Earlier in the week, two comets passed by the Earth, passing closer than any comet has in over 200 years.
Comet 252P, also known as LINEAR, and Comet P/2016 BA14, also known as PanSTARRS, both made their closest approaches to Earth on Monday and Tuesday, respectively. While they passed close to the planet for a comet, they maintained a safe distance.
While the comets have already made their closest approach to Earth, stargazers may be able to catch a glimpse into early April.
This comet was the first to pass by Earth and was the brightest of the two comets, almost visible to the unaided eye.
"The comet really brightened significantly for Southern Hemisphere observers last week," AccuWeather Meteorologist Dave Samuhel said. "It is on the cusp of naked eye visibility."
Comet LINEAR made its closest approach to Earth on Monday, coming within 3.2-million miles of Earth (approximately 14 times the distance from the Earth to the Moon). It was the fifth closest comet to pass by Earth in recorded history.
Comet 252P Linear at closest approach yesterday. Peak magnitude was around 4.2. Heading North fast! pic.twitter.com/pC3K6ZSkoK— Con Stoitsis (@vivstoitsis) March 21, 2016
Up until Thursday, Comet LINEAR was visible only to stargazers in the Southern Hemisphere. However, the orbit of the comet is such that people in the Northern Hemisphere will be able to spot it in the night sky over the next several weeks.
"It will be lifting higher and higher in the night sky heading into April," Samuhel said. "We just can't say for certain whether it will be visible to the naked eye."
Even if it is not visible to the unaided eye, people should still be able to spot Comet LINEAR with a pair of binoculars or a telescope. The comet should give off a green glow and should be visible through the opening days of April, depending on cloud cover in your area.

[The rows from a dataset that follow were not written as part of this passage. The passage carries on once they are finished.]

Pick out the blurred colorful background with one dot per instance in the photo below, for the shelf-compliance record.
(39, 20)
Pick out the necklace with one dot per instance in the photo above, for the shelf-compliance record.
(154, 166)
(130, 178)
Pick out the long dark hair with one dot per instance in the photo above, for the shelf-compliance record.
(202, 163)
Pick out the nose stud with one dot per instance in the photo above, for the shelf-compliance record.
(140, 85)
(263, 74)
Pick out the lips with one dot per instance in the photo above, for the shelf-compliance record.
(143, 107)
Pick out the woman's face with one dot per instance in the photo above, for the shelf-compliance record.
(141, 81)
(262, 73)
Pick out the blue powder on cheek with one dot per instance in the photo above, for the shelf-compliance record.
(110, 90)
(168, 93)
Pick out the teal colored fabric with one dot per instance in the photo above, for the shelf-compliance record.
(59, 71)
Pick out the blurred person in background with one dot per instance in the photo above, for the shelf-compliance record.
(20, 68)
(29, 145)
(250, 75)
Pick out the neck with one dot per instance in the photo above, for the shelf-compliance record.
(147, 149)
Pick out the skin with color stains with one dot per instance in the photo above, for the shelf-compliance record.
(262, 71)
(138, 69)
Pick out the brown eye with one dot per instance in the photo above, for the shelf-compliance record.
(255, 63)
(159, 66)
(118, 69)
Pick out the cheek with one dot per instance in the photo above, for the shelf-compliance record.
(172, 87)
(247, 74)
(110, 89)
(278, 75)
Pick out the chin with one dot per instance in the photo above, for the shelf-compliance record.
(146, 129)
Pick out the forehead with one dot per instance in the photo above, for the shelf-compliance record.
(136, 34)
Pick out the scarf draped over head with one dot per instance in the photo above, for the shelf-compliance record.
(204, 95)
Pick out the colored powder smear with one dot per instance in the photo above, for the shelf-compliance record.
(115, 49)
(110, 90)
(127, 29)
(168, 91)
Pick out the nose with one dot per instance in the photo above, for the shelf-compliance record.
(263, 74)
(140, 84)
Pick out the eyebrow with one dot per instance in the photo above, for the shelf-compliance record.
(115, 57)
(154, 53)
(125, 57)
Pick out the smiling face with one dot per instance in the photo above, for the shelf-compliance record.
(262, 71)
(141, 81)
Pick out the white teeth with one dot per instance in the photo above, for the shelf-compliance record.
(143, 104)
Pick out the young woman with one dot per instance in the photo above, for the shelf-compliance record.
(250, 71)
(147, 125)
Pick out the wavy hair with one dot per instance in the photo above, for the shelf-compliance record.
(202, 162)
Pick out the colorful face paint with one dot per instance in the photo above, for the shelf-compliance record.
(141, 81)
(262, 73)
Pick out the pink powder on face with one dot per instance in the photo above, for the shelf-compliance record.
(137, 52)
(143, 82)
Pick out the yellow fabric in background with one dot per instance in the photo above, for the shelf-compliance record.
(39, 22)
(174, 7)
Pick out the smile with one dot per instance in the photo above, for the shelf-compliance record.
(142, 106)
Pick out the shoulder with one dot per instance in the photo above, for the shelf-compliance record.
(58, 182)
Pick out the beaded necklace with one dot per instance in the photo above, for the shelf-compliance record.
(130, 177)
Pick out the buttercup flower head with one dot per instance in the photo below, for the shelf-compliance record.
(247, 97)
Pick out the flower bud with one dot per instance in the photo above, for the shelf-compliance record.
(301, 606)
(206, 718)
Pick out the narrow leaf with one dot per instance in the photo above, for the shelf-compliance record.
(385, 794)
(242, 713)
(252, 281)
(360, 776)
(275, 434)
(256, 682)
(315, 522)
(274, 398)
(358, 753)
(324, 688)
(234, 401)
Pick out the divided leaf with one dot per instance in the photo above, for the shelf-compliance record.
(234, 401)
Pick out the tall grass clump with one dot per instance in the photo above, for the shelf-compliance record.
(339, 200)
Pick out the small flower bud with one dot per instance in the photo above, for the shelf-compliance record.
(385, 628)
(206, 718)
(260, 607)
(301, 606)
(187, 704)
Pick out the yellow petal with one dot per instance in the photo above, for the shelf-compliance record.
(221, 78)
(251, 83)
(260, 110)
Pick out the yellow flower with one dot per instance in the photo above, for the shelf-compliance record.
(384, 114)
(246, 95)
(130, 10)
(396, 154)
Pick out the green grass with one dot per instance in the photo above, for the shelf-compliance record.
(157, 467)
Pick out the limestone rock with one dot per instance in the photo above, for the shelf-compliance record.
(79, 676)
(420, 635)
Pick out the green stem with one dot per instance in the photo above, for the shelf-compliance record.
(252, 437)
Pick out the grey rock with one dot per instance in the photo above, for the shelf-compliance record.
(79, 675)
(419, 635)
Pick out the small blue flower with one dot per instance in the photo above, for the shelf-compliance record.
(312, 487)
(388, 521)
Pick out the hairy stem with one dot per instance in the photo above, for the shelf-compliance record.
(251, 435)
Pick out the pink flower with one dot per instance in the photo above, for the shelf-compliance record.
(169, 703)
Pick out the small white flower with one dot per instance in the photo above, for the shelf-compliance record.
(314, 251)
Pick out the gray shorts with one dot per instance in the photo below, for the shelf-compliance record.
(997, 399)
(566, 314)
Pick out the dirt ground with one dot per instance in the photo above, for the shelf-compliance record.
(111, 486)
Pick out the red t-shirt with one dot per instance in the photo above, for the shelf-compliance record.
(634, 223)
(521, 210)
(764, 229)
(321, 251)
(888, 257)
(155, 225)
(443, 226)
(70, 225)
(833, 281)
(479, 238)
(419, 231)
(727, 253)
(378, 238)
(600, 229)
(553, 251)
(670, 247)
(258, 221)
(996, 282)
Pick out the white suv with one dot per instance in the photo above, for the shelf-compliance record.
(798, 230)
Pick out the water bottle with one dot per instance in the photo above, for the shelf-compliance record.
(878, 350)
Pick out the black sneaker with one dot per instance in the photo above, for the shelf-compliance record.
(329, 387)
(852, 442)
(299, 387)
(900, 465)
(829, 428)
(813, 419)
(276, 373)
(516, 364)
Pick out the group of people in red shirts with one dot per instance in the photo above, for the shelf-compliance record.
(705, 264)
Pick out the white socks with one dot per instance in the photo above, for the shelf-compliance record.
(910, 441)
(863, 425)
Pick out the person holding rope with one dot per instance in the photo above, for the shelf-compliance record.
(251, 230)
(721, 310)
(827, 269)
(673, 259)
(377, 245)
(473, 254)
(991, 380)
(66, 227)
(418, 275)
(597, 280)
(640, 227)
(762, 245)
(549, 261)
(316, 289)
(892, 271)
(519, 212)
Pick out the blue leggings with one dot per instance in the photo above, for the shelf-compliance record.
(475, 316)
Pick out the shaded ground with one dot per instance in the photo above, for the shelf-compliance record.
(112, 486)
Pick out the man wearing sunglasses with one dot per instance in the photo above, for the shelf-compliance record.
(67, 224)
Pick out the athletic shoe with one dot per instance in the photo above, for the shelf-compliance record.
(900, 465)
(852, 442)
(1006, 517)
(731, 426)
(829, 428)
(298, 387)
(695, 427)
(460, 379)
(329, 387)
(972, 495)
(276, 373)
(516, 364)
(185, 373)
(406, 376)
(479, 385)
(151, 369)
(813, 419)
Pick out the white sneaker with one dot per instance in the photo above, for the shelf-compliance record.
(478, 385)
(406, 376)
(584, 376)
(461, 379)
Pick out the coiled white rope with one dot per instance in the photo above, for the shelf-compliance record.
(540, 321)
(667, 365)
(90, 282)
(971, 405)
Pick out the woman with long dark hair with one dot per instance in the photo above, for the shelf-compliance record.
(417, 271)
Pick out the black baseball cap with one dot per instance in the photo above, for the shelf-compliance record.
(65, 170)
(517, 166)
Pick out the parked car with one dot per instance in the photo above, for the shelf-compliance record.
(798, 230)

In a recent astronomy blog post, Samuhel explained where to find the comet in the sky.
Comet PanSTARRS was the second comet that flew by Earth this week, and although it was not as bright, it made a closer approach than its twin.
At just 2.2-million miles (about 9 times the distance from the Earth to the Moon), PanSTARRS made the second closest approach of any comet in history.
The last time that a comet passed this close to the Earth was over 200 years ago in the late 1700s.
Comet PanSTARRS is much smaller than its twin, meaning that it has not been nearly as bright as Comet LINEAR, but it should still be visible to people who stargaze with a large telescope.
Chance for a meteor shower
With two comets passing within a close proximity of the Earth and both leaving behind a trail of debris, it is possible that they could produce a minor meteor shower around the globe.
"This is highly uncertain, but a very interesting possibility," Samuhel added.
According to EarthSky, if the comets do produce meteors, it will likely be between March 28 and 30.
If you are planning to view potential meteors in late March, then here are a few tips to help:
Tips for stargazing:
1. Head to an area with low light pollution away from any cities or towns.
2. Be patient. It takes your eyes several minutes to adjust to the dark.
3. Watch the weather forecast. If the cloud cover is more than 30 percent, it will be difficult to spot meteors.
4. Don't focus on one specific part of the sky. Try to watch broader view of the sky so you have a better chance at seeing more shooting stars.